Rhetoric of race at the crossroads of police reform
By Marc H. Morial, NNPA Columnist
“Much research points to the widespread existence of unconscious bias… We all – white and Black – carry various biases around with us. I am reminded of the song Everyone’s a Little Bit Racist from the Broadway hit, Avenue Q: ‘Look around and you will find no one’s really color blind. Maybe it’s a fact we all should face. Everyone makes judgments based on race.’” – FBI Director James Comey in his speech “Hard Truths: Law Enforcement and Race,” Feb 12, 2015
It was in the wake of the protest-fueled aftermaths of the high-profile killings of Black men at the hands of police officers, along with the execution-style murders of two New York City police officers, that the nation’s sitting FBI director marked an unprecedented first. FBI Director James Comey – addressing an auditorium full of Georgetown University students on the celebration of Abraham Lincoln’s birthday – delivered an unsparing, timely speech on the alarming state of policing in Black and Brown communities.

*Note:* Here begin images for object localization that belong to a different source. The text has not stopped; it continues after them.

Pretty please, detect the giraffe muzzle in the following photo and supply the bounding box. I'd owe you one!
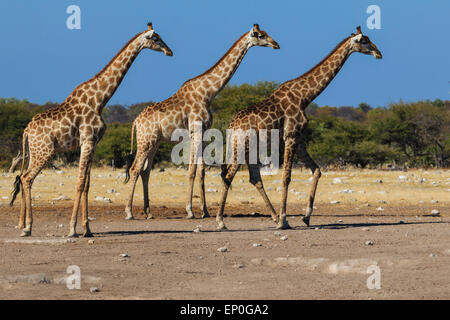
[163,48,173,56]
[271,41,280,50]
[373,50,382,59]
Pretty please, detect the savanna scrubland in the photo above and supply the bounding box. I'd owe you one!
[1,82,449,299]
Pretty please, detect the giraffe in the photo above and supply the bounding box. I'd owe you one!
[123,24,280,220]
[9,23,173,237]
[216,26,382,230]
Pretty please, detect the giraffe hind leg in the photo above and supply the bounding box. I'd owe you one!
[216,163,240,230]
[125,141,157,220]
[18,188,25,229]
[296,143,321,227]
[140,160,152,219]
[248,164,278,224]
[20,153,53,237]
[125,152,147,220]
[141,145,158,220]
[198,159,210,218]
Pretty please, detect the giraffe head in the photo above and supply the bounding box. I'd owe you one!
[248,24,280,49]
[140,22,173,56]
[349,26,382,59]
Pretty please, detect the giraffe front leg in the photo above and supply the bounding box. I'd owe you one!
[81,162,93,237]
[68,142,94,238]
[186,162,197,219]
[277,138,295,230]
[199,159,210,218]
[185,137,199,219]
[296,143,321,227]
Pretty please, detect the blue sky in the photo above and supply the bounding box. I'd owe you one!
[0,0,448,108]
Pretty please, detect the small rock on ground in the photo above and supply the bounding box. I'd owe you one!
[431,209,440,217]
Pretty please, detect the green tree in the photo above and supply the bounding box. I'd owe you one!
[94,123,132,167]
[210,81,279,134]
[0,98,34,168]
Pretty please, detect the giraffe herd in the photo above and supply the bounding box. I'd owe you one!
[9,23,382,237]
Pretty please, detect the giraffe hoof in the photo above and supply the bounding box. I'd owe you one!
[201,211,210,219]
[216,224,228,231]
[146,215,154,220]
[83,231,94,238]
[67,233,79,238]
[125,215,134,221]
[276,221,292,230]
[186,214,195,220]
[20,230,31,237]
[302,216,310,227]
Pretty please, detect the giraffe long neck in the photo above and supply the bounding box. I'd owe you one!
[290,37,353,108]
[65,33,144,114]
[185,32,251,102]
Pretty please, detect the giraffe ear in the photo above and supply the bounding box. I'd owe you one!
[356,26,362,34]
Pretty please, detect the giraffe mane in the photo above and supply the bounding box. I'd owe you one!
[70,32,142,93]
[290,35,351,83]
[182,32,248,85]
[92,32,142,79]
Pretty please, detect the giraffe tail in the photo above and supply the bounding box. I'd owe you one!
[129,120,136,156]
[10,133,28,206]
[124,121,136,184]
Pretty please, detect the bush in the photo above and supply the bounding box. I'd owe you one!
[0,89,448,170]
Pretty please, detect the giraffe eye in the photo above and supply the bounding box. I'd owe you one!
[151,35,158,41]
[258,34,266,39]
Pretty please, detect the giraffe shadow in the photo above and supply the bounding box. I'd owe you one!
[92,220,448,237]
[292,220,448,230]
[93,228,270,237]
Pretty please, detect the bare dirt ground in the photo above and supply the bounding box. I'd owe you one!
[0,167,449,299]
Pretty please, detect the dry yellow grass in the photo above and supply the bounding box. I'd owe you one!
[1,167,448,212]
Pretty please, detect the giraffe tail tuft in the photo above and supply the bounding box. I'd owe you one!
[124,121,137,184]
[10,133,28,206]
[124,153,134,184]
[10,175,21,206]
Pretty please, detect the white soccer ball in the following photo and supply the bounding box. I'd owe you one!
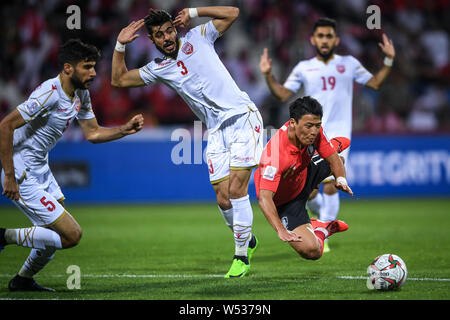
[366,254,408,290]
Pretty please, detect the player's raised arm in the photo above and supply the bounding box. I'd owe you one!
[111,19,146,88]
[258,189,302,242]
[0,109,26,200]
[365,33,395,90]
[174,6,239,35]
[78,114,144,144]
[259,48,295,102]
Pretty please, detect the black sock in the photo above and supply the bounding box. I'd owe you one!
[248,234,256,249]
[234,255,249,265]
[0,228,6,246]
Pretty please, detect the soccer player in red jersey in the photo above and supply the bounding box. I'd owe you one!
[254,96,353,259]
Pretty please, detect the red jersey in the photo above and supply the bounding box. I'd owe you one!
[254,121,335,206]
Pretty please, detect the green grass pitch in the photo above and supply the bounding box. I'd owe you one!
[0,199,449,300]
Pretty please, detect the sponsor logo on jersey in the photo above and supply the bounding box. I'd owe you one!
[181,42,194,55]
[336,64,346,73]
[157,61,171,67]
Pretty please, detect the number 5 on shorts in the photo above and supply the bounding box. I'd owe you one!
[40,196,55,212]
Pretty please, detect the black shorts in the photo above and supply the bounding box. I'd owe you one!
[276,155,331,231]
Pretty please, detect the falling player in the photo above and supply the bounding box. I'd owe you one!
[259,18,395,252]
[111,6,263,278]
[0,39,144,291]
[255,96,352,260]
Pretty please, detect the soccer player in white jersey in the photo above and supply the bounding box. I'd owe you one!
[0,39,144,291]
[259,18,395,252]
[111,6,263,278]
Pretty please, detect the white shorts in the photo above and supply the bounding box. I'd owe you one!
[1,154,66,226]
[206,109,264,184]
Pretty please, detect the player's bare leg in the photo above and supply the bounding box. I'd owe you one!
[213,178,233,230]
[289,224,322,260]
[1,204,82,292]
[223,167,258,278]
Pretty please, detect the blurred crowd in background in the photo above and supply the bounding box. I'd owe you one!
[0,0,449,133]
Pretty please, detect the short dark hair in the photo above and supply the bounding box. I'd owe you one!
[58,39,100,68]
[313,17,337,33]
[144,9,173,34]
[289,96,323,121]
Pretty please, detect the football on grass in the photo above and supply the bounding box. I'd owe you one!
[367,254,408,290]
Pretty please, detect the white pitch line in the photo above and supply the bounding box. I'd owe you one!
[0,274,449,281]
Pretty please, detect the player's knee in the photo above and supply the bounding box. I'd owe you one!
[298,246,321,260]
[308,189,319,200]
[217,198,232,210]
[64,226,82,248]
[216,192,231,210]
[229,184,247,199]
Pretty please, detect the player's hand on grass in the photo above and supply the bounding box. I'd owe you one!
[173,9,190,29]
[2,175,20,201]
[378,33,395,59]
[277,228,302,242]
[259,48,272,75]
[117,19,145,44]
[121,114,144,135]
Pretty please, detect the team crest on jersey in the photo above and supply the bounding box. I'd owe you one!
[336,64,345,73]
[181,42,194,55]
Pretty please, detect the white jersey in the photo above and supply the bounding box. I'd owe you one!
[13,75,95,175]
[283,54,373,139]
[139,20,257,132]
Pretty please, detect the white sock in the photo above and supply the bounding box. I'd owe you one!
[218,206,233,231]
[306,192,323,216]
[18,247,56,278]
[11,227,62,250]
[320,193,340,222]
[230,195,253,257]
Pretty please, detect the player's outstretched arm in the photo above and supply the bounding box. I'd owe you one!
[365,33,395,90]
[0,109,26,200]
[325,152,354,196]
[258,189,302,242]
[174,6,239,35]
[78,114,144,144]
[111,19,146,88]
[260,48,294,102]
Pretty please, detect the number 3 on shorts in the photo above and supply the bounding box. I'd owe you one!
[40,196,55,212]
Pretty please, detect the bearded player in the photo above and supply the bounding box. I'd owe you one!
[0,39,144,291]
[260,18,395,252]
[111,7,263,278]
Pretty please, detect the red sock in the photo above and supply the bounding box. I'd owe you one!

Comey, the son of Irish immigrants and the grandson of a police officer, addressed the historically-charged relationship between law enforcement and the communities of color they are sworn to serve and protect, and in doing so, gave his speech an authority that cannot be understated. In fact, he made a sizeable step towards inserting this much-needed analysis into our ongoing conversation on race in America.
Unfortunately, rhetoric, even candid rhetoric on the devastating impact of racism or unconscious racial bias in law enforcement, cannot stop a fatal bullet or bring back those we’ve lost. For Comey’s words to be more than acknowledgment of this dilemma, they must translate into policies that address the unsettling issue of police misconduct in minority communities.
Pointing to the ever-present influence of unconscious racial bias that seeps into the daily interactions between the police and minorities, Comey also recognized that “racial bias isn’t epidemic in law enforcement any more than it is epidemic in academia or the arts.” He is right on that score.
According to the Kirwan Institute for the Study of Race and Ethnicity, implicit racial bias “refers to the attitudes or stereotypes that affect our understanding, actions, and decisions in an unconscious manner.” The police, as well as the communities they serve, both come to the proverbial table with their implicit biases.
Implicit racial bias is not a figment of imagination, and acknowledging its existence can be the difference between life and death for all parties involved. Understanding this, Comey noted that “if we can’t help our latent biases, we can help our behavior in response to those instinctive reactions, which is why we work to design systems and processes that overcome that very human part of us all.”
I applaud the FBI director for calling on the nation’s law enforcement community to do more than simply acknowledge the problem, but to also act on the knowledge we have. In November 2014, the National Urban League released our “10-Point Justice Plan for Police Reform and Accountability.” Among other recommendations, such as outfitting police officers with body cameras and a national comprehensive anti-racial profiling law, we advocated comprehensive retraining of all police officers. We understood then, as we do now, that without addressing implicit racial bias, there is no policing tactic or theory that will change the status quo of law enforcement in Black and Brown neighborhoods.
Comey’s other policy recommendations, including the better and wider collection of data in police-involved shootings and increasing the dialogue between police and the communities they serve, are also initiatives that we put forward in our 10-Point Plan. The plan also called for the implementation of a 21st century community policing model as well as mandatory, uniform FBI reporting and audit of lethal force incidents involving all law enforcement.
While our nation’s conversation on race relations both within and beyond the borders of law enforcement is one we have engaged in for decades. Comey’s voice and ideas are welcomed ones in the ongoing fight for racial equality and justice. But, of course, we need more than voices or ideas; we need a real commitment to policy change that trickles down to police academies, precincts and sheriffs’ offices around this nation.
America is at a crossroads.
We can choose to face and change the legacy of distrust of law enforcement in communities of color and vice versa. We can choose to heal the wounds of that legacy and promote dialogue within these communities and with those charged with their protection. As Comey concluded, quoting Dr. Martin Luther King, Jr., “We must all learn to live together as brothers, or we will all perish together as fools.”